High Performance Data Analytics with DSC-SPIDAL

Project ID
Project Categories
Computer Science
Project Keywords
NSF Grant Number
Scalable parallel interoperable data analytics (SPIDAL) is a novel library being developed by Digital science center (DSC) at Indiana University. The library is available in GitHub at [1]. At its current version the library provides high performance multi-dimensional scaling, pairwise clustering, and vector clustering algorithms. Further, we provide a data visualization tool that'll enable scientists to visually evaluate and form conclusions about results in 3D. We have sucessfully analysed life science data with these in the past [2,3] and plan to extend to larger datasets with this project.

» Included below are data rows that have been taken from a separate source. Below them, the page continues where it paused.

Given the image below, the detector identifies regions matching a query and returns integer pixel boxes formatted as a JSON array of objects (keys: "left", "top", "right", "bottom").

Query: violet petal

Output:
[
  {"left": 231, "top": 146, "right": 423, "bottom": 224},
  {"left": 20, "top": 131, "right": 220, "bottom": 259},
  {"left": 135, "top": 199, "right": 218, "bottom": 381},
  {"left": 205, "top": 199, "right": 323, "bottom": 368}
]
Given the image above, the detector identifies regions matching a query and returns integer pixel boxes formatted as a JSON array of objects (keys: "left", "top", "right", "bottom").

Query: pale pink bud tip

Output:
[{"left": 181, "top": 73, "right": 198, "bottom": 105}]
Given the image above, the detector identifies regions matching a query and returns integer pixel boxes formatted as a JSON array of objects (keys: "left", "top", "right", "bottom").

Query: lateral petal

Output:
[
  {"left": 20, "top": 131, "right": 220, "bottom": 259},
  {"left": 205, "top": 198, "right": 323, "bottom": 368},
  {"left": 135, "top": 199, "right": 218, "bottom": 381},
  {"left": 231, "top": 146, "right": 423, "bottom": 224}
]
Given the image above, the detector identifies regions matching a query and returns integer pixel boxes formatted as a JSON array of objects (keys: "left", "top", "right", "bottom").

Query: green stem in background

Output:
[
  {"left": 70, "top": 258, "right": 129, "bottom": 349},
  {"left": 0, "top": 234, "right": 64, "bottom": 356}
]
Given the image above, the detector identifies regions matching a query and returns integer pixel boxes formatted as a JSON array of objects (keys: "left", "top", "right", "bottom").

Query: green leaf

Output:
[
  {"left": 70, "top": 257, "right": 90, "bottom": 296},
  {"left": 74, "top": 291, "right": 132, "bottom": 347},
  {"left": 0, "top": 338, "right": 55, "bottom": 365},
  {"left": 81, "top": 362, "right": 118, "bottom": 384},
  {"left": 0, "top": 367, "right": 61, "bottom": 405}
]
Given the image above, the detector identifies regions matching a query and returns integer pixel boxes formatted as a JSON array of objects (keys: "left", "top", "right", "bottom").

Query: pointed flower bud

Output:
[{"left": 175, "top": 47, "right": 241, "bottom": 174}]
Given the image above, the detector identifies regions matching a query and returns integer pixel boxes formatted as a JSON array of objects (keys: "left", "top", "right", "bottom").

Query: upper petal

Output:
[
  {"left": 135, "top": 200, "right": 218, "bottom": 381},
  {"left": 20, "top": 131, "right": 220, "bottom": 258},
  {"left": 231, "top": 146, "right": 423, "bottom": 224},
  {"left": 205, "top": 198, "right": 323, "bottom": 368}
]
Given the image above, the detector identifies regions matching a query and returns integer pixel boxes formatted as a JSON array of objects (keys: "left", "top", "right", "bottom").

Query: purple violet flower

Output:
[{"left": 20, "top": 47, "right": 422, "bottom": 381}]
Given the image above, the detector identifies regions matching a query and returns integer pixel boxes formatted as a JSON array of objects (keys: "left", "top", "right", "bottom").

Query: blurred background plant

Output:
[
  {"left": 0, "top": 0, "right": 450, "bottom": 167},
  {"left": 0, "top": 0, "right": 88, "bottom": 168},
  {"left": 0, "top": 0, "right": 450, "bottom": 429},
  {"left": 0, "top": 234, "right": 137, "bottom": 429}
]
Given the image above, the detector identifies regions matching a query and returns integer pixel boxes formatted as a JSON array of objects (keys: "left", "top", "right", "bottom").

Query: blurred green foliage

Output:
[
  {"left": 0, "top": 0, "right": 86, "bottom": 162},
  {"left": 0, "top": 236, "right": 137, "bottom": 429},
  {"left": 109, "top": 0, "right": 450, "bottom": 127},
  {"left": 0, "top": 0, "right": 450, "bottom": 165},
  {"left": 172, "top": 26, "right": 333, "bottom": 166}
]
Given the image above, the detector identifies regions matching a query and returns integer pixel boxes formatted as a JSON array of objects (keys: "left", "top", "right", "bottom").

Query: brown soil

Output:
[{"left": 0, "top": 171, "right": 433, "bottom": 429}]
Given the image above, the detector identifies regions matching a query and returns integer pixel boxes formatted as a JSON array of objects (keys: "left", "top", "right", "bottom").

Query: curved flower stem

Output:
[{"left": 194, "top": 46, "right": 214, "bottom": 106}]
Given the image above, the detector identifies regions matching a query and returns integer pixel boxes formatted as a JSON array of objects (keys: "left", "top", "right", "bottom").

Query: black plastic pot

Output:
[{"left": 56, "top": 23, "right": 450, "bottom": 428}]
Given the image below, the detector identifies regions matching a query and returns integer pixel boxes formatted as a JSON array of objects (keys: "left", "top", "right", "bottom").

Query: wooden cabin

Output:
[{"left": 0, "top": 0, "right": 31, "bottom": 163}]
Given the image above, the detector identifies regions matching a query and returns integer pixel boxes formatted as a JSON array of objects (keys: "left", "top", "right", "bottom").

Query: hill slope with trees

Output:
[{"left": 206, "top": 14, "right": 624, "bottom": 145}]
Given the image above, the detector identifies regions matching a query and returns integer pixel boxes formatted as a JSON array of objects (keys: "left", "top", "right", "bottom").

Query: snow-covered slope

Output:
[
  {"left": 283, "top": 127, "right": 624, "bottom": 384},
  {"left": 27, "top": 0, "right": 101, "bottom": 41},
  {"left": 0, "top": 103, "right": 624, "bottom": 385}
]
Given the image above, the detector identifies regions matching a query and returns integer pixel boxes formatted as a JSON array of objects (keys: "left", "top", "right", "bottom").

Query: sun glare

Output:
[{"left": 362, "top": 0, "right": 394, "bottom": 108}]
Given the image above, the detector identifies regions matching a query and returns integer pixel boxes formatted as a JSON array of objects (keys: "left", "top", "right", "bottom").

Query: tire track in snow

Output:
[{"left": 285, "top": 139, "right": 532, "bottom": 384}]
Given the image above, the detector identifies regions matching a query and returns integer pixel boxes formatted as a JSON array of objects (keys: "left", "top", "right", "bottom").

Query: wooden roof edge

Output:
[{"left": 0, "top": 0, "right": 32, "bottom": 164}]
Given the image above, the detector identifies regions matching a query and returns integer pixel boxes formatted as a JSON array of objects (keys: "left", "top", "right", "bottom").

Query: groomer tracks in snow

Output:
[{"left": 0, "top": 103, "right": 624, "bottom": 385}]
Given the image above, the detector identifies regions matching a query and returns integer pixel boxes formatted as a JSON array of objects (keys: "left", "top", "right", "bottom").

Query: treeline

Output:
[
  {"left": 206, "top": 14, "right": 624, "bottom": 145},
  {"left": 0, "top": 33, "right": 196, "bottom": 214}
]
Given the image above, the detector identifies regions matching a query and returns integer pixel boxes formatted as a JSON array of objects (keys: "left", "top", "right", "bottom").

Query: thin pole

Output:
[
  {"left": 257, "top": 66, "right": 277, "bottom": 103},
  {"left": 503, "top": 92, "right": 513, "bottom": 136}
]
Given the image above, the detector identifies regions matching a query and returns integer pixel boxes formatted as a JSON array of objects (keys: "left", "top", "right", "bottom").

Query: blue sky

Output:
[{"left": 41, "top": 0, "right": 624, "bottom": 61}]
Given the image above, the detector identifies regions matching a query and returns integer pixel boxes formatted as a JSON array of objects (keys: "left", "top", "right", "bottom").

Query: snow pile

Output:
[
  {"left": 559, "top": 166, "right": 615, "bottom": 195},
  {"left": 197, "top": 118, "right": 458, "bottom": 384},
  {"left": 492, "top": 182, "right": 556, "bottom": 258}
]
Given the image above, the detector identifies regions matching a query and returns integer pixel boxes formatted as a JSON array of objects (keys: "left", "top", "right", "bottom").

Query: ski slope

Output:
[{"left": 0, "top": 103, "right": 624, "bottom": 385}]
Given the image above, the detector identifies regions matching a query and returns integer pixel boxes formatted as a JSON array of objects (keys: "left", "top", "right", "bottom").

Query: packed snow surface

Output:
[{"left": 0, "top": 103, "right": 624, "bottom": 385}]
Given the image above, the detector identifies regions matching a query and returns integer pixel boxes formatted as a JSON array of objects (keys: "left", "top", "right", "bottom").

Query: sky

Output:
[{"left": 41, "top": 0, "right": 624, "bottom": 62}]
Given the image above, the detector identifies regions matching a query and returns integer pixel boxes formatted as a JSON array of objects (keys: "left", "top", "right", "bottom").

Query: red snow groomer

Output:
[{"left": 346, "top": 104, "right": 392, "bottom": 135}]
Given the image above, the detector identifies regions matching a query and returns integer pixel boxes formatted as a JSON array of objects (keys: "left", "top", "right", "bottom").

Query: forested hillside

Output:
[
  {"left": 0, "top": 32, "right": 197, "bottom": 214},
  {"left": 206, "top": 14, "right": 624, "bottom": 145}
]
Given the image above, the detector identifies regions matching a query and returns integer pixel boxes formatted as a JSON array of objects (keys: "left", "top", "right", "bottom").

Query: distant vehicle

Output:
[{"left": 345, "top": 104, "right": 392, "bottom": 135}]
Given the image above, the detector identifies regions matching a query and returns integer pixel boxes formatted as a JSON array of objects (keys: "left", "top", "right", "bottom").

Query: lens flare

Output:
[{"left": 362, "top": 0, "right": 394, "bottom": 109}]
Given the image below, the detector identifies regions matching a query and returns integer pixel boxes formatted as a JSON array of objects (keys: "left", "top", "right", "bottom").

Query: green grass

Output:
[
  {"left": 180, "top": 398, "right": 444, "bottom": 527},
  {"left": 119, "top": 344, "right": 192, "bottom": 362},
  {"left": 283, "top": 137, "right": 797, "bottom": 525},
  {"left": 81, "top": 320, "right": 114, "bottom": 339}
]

[1] https://github.com/orgs/DSC-SPIDAL
[2] Yang Ruan, Geoffrey L. House, Saliya Ekanayake, Ursel Schütte, James D. Bever, Haixu Tang and Geoffrey Fox Integration of Clustering and Multidimensional Scaling to Determine Phylogenetic Trees as Spherical Phylograms Visualized in 3 Dimensions FIRST INTERNATIONAL WORKSHOP ON CLOUD FOR BIO (C4Bio 2014) to be held as part of CCGrid2014, the 14th IEEE/ACM International Symposium on Cluster, Cloud and Grid Computing Chicago Illinois May 27-29 2014
[3] Yang Ruan, Saliya Ekanayake, Mina Rho, Haixu Tang, Seung-Hee Bae, Judy Qiu, Geoffrey Fox DACIDR: Deterministic Annealed Clustering with Interpolative Dimension Reduction using a Large Collection of 16S rRNA Sequences ACM Conference on Bioinformatics, Computational Biology and Biomedicine (ACM BCB) Orlando Florida October 7-10 2012
Use of FutureSystems
FutureGrid HPC resources will be used to run SPIDAL in analyzing data
Scale of Use
We would need around 32 nodes for allocated for couple of days at a time for couple of months.